If you’ve been tracking the world of large language models (LLMs) and generative AI, you’ve probably noticed the ground shifting beneath our feet, especially in enterprise adoption. I recently came across some fascinating insights that reveal a major shakeup in the LLM market halfway through 2025.
Here’s the scoop: while OpenAI once dominated enterprise usage, it’s now been overtaken by Anthropic, according to a report from Menlo Ventures. This shift signals not only a change in market leadership but also highlights evolving priorities around model capabilities, cost dynamics, and the emergence of what’s being called the “year of agents.” Let’s unpack what’s really going on.
Anthropic’s meteoric rise: why this newcomer is winning the AI race
Not long ago, OpenAI controlled about half of enterprise LLM usage. Fast forward to mid-2025, and that share has shrunk to roughly a quarter. Meanwhile, Anthropic has surged ahead, claiming about 32% of enterprise usage, surpassing OpenAI and even Google.
What powered Anthropic’s rise? It boils down to a few key breakthroughs centered on their Claude model series—especially Claude Sonnet 3.5, 3.7, and the latest Claude Sonnet 4.
- Code generation is the first real killer app for AI. Claude quickly became a favorite among developers, capturing 42% of the market — twice the share of OpenAI’s models. This alone turned code generation from a niche product into a $1.9 billion ecosystem featuring AI-powered IDEs like Cursor and enterprise coding agents.
- Reinforcement learning with verifiers (RLVR) is reshaping how model intelligence scales. Instead of just pumping huge volumes of data into bigger models, this new approach fine-tunes models with verifiable rewards — a perfect fit for coding where outputs can be objectively checked.
- Training models as “agents” capable of step-by-step reasoning and tool usage is transforming usefulness. Unlike traditional LLMs that provide single-shot answers, these agents can perform tasks interactively, integrating external tools like calculators and search engines. Anthropic led this charge with their model context protocol (MCP), greatly expanding functional capabilities and driving adoption.
Open-source models struggle to gain enterprise ground
While open-source LLMs like Meta’s Llama remain popular, their share of enterprise AI workloads has actually declined slightly — from 19% to 13% in just six months. Despite launches by DeepSeek, Bytedance, and others, these models continue trailing the closed-source frontier by about nine to 12 months in performance.
There are advantages to open-source, including greater customization and on-prem deployment options. But the complexity in deploying these models and concerns around trust (especially for models from some Chinese companies) have slowed their uptake. Enterprises and startups alike are sticking with closed-source models to ensure top-tier performance.
“Enterprises are consolidating their AI spend around a few high-performing, closed-source models, signaling a maturity in the market where performance outweighs cost concerns.”
Model upgrades beat switching: performance is king
Interestingly, switching between AI vendors is pretty rare nowadays. Instead, most enterprises and startups upgrade within their existing platforms to the newest model versions. For example, within a month of the Claude 4 release, 45% of Anthropic users migrated to the new model, while older versions rapidly lost share.
Performance is consistently prioritized over price or speed.
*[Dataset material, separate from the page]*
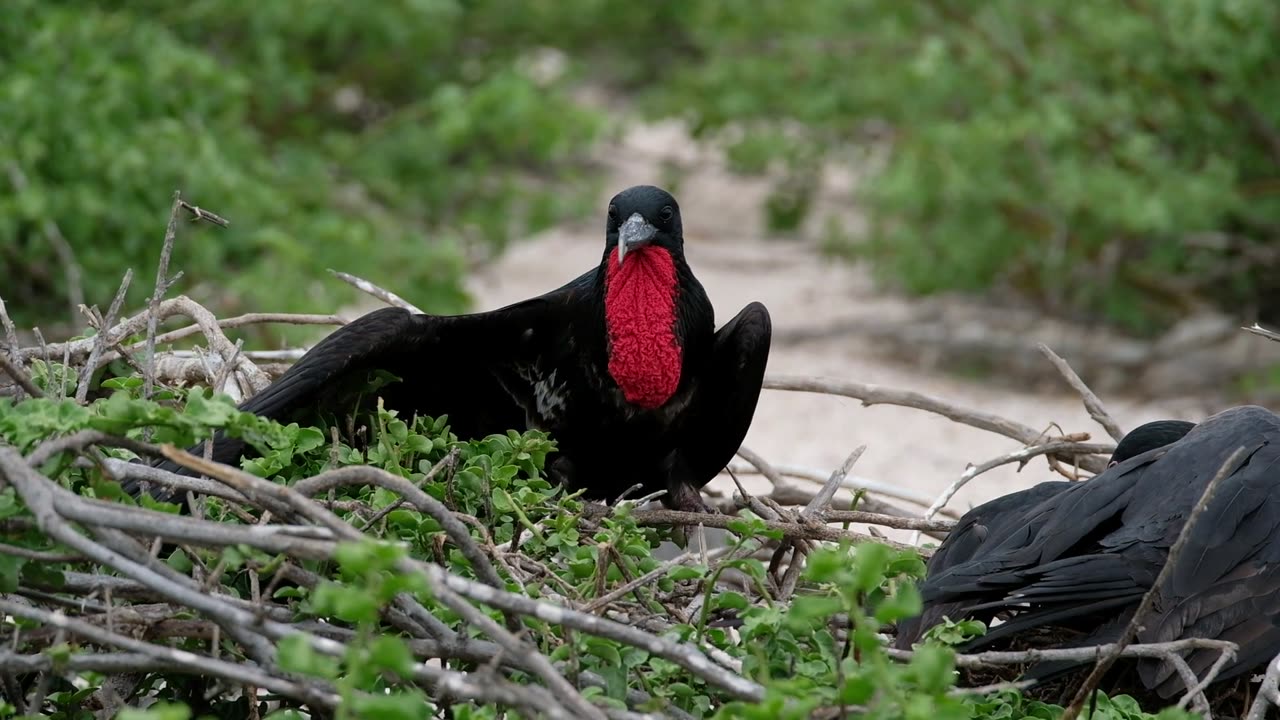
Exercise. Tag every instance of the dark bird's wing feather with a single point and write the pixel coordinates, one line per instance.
(1225, 584)
(475, 368)
(725, 401)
Even as individual models drop sharply in cost, builders don’t use cheaper older models — they flock to the best-performing versions as soon as they’re available.
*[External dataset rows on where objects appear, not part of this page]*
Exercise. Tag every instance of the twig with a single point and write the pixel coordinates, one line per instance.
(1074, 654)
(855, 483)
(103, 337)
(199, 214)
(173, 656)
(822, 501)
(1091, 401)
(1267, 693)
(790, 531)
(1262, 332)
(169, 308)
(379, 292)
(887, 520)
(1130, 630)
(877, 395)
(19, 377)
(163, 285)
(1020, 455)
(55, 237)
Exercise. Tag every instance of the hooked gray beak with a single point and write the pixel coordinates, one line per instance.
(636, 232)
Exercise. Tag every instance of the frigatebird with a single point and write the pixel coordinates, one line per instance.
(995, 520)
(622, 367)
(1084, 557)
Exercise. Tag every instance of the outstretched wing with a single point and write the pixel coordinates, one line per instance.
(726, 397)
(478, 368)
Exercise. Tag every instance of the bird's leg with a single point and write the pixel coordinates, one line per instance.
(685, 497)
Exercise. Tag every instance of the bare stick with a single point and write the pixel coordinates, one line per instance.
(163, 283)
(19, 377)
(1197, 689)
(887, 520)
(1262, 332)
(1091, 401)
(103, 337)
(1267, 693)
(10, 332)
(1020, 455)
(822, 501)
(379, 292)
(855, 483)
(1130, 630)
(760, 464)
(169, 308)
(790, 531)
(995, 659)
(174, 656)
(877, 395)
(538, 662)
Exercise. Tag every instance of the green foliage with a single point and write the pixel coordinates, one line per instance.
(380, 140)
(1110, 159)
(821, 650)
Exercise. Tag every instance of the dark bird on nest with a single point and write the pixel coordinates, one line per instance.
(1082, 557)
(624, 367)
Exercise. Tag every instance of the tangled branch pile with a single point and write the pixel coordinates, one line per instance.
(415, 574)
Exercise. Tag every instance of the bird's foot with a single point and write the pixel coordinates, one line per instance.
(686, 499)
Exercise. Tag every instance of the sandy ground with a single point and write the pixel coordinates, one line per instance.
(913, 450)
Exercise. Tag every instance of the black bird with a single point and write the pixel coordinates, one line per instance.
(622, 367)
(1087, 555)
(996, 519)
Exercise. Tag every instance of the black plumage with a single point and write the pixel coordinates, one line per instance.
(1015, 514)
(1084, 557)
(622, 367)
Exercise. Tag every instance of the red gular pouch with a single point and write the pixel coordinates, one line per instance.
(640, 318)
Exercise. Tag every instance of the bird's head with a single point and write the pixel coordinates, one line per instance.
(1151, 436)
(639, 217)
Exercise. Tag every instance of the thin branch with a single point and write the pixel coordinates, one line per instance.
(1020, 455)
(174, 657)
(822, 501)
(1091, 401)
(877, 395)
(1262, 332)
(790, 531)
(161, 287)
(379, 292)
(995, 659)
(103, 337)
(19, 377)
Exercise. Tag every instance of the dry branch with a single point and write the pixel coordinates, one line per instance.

AI spending shifts gears: inference outpaces training
Another big trend is in how enterprises spend their AI compute budgets. There’s a clear shift from training models—which can be expensive and complex—to inference, where models are actually deployed and used in production.
Startups lead this trend, with 74% reporting that the majority of their compute usage is now for inference, up from 48% a year ago. Large enterprises are close behind, with nearly half of them saying most of their AI compute is dedicated to inference workloads.
What’s next for enterprise LLMs?
The pace of change in the AI market still feels dizzying, with new model breakthroughs, evolving economic models, and rapid shifts in what enterprises want driving constant flux. But it’s clear that we’re entering a phase ripe for building durable AI businesses on top of these foundational models.
Few things stand out to me from this mid-year update:
- Closed-source, high-performance models are winning enterprise trust and dollars. The gap between open vs. closed model performance and usability still matters a lot.
- Model capabilities are advancing along multiple dimensions, especially through agent architectures and reinforcement learning. This is expanding what AI can actually do.
- The economics of AI are shifting toward large-scale, inference-driven production use. This will likely influence infrastructure, tooling, and cost optimizations going forward.
As the landscape continues evolving, staying close to these trends is crucial — whether you’re building AI infrastructure, applications, or simply trying to navigate where value flows in the AI ecosystem.
Watching Anthropic’s ascent, the meaning of “agents,” and the ongoing tug-of-war between open and closed source has been genuinely eye-opening. It’s becoming clear that AI’s long game is not just about flashy breakthroughs — it’s about foundational shifts in how models are built, deployed, and monetized.